El «buen» síndrome del impostor

El buen sindrome del impostor

En unos días, hará ya cuatro años que hablé por primera vez del síndrome del impostor. Desde entonces, un buen puñado de artículos han vuelto sobre el tema, especialmente en lo relacionado con la escritura.

Sin embargo, creo que el mensaje esencial que se suele difundir no me parece demasiado adecuado.

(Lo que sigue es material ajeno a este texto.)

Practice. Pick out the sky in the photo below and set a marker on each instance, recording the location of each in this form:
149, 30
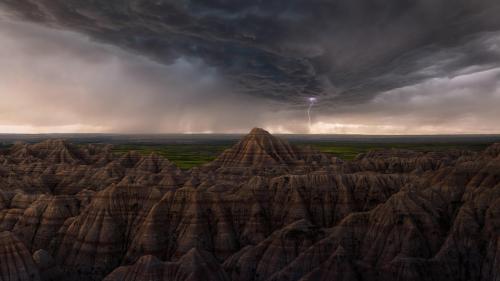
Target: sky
225, 66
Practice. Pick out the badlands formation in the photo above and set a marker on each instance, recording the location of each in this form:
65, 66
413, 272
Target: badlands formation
263, 210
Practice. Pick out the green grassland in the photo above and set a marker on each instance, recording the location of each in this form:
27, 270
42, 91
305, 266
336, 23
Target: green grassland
349, 151
186, 156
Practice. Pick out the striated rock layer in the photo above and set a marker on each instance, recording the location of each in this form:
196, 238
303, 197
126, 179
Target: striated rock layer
263, 210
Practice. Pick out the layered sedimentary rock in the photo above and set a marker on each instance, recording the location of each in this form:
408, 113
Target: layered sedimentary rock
16, 263
263, 210
195, 265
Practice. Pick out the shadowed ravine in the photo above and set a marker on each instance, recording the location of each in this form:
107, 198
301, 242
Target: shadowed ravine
263, 210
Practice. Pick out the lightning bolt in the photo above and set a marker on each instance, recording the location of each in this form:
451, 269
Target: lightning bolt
312, 101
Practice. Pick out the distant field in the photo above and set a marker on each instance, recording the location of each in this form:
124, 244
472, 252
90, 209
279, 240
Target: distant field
349, 151
188, 151
186, 156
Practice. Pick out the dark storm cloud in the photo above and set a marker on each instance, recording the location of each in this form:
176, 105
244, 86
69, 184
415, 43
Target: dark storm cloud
352, 54
286, 50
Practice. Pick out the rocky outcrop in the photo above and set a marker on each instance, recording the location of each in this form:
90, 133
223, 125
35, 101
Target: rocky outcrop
16, 263
195, 265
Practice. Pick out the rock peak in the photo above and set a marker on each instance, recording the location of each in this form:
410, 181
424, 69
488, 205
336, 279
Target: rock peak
259, 131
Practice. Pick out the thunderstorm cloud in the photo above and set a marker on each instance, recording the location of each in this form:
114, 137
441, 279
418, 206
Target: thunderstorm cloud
375, 66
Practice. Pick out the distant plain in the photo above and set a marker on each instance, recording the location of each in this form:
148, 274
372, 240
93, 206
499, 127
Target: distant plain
191, 150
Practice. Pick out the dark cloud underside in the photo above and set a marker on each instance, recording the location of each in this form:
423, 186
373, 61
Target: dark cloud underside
350, 53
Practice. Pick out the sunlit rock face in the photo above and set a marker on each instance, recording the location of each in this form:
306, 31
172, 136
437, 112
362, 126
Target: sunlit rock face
263, 210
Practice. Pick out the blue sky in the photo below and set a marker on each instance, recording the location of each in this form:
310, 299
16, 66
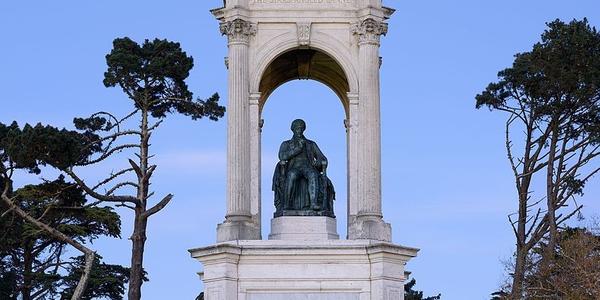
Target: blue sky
447, 186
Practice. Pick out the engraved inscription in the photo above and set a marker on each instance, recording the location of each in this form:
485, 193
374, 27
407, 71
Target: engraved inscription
302, 2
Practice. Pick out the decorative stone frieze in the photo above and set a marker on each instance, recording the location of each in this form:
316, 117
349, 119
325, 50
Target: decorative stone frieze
304, 34
238, 31
369, 31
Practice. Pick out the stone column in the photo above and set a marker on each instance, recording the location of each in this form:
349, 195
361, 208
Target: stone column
369, 223
238, 223
353, 144
255, 163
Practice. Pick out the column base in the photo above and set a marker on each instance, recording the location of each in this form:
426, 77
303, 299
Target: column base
237, 230
369, 228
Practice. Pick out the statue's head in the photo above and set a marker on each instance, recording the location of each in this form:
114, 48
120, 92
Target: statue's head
298, 126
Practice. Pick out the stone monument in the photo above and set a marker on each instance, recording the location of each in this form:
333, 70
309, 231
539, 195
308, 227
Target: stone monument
335, 42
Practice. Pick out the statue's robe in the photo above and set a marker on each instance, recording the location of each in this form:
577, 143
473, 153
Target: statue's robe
299, 200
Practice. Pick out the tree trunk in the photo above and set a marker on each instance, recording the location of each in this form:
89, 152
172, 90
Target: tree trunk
550, 195
27, 270
519, 273
85, 276
138, 240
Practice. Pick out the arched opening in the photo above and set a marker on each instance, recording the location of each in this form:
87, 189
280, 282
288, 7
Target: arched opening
305, 64
316, 104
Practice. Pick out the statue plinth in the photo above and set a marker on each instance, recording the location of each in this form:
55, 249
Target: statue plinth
303, 228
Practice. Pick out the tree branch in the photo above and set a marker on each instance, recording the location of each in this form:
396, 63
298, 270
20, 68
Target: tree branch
159, 206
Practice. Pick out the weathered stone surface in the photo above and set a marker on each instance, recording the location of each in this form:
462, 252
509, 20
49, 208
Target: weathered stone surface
246, 269
303, 228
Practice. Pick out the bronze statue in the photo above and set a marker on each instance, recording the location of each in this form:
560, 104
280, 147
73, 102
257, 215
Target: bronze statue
300, 181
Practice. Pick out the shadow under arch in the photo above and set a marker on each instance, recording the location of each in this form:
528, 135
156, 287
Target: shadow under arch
304, 64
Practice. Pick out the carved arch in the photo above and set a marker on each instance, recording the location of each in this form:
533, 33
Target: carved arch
333, 68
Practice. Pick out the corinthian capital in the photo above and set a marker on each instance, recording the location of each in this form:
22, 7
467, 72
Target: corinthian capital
369, 31
238, 30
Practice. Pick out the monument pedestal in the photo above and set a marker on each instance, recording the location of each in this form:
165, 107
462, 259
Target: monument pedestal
304, 269
303, 228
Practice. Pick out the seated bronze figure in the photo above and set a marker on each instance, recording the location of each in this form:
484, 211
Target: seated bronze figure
300, 181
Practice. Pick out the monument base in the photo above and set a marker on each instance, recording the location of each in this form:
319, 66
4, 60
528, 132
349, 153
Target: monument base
295, 269
238, 230
303, 228
369, 228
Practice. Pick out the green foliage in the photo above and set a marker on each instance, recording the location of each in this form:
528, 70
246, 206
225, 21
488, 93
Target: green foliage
106, 281
573, 270
153, 76
31, 258
410, 294
560, 77
34, 146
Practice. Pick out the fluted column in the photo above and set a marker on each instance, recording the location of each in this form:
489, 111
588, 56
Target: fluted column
238, 224
255, 145
353, 144
369, 223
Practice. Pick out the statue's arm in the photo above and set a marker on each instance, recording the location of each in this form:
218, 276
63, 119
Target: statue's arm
288, 150
321, 159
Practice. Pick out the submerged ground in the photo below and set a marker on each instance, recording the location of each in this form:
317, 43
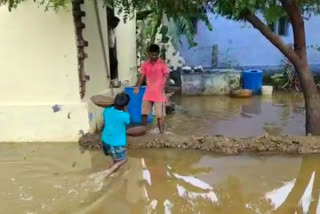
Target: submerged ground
193, 176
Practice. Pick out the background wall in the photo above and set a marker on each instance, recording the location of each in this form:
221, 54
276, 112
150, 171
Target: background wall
39, 86
239, 44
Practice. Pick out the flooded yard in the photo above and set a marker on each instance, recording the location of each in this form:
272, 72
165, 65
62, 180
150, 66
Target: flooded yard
62, 178
281, 114
59, 178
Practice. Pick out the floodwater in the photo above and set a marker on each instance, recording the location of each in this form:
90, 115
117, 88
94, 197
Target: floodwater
281, 114
58, 178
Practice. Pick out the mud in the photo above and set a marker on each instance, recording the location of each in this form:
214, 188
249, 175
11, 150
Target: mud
217, 144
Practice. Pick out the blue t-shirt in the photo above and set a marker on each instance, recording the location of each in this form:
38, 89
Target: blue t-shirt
115, 122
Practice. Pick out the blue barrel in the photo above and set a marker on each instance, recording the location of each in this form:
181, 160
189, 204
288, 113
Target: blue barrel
252, 79
135, 105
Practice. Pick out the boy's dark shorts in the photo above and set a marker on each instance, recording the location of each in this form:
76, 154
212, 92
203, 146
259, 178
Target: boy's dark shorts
117, 153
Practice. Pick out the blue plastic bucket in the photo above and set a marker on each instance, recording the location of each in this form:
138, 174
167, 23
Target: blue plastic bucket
252, 79
135, 105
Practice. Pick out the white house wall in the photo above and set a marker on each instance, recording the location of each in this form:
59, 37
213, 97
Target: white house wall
39, 85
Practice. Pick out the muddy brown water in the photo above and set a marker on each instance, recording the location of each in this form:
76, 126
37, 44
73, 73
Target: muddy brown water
59, 178
281, 114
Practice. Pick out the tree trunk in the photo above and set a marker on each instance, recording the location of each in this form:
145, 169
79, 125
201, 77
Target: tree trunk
311, 97
298, 57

Lejos de suponer un permiso y una consolación para sentirse bien (ignorando el síndrome) o dibujarlo como un obstáculo negativo a superar, la existencia de este fenómeno es positiva y necesaria.

Francamente, me parece un problema mucho más grave la no existencia en alguien del síndrome del impostor que su prevalencia.

Y es que ese síndrome del impostor no está para ser erradicado, sino escuchado. Al fin y al cabo, es parte de nosotros.

El problema, como siempre, es que el síndrome del impostor no es agradable cuando lo miras (lo que no significa que sea malo) igual que no te miente con palabras bonitas. También posee una cierta parte de sombra y nos plantea una disyuntiva difícil: huir de él (de nosotros) es imposible y poco recomendable, ignorarlo es un desastre y querer exterminarlo sólo va a hacer que vuelva con furia y nos empuje con más fuerza.

El síndrome del impostor nos puede paralizar, pero lo cierto es que, como en las buenas historias, a veces el enemigo se convierte en aliado.

Esas veces, el síndrome del impostor viene en nuestra ayuda, nos empuja a ser mejores y a realizar un arte superior, nos protege de la vergüenza de sacar a la luz algo mediocre y salva al mundo de un libro, un relato o un contenido que no aportan más que ruido y nada.

El síndrome del impostor es un guardián del buen arte, que en ocasiones se excede y casi siempre nos grita demasiado.

Nuestro papel es el de adquirir la sabiduría en varios sentidos.

En primer lugar, para escucharle y mirarlo con curiosidad, porque de esa manera aprenderemos.

¿A qué? A darnos cuenta de la diferencia cuando nos grita sin sentido y cuando nos grita con razón. Para eso, hemos de conocer esa parte nuestra, familiarizarnos con ella, comprobar a posteriori cuándo fue una decisión correcta escucharle o ignorarle.

En segundo lugar, hemos de adquirir la sabiduría más el coraje de actuar independientemente de su presencia (porque no se va a ir) y tener en cuenta que, como todo lo que importa en la vida, es complicado y lleno de matices.

Para muchos, conocer sobre el tema del síndrome del impostor ha supuesto una especie de permiso para ignorarlo y hacer cualquier cosa, aportara valor o no.

Hoy día eso es horrible, es contribuir como todos esos inconscientes que no tienen síndrome ni filtro y lo llenan todo de ruido y grito, esos que ignoran lo ignorantes que son.

El síndrome del impostor es espinoso como todo lo importante, algo que vive más allá de dicotomías infantiles como las de «bueno» y «malo».

Y es incómodo y difícil y nos remueve cosas. Justo como el buen arte que custodia.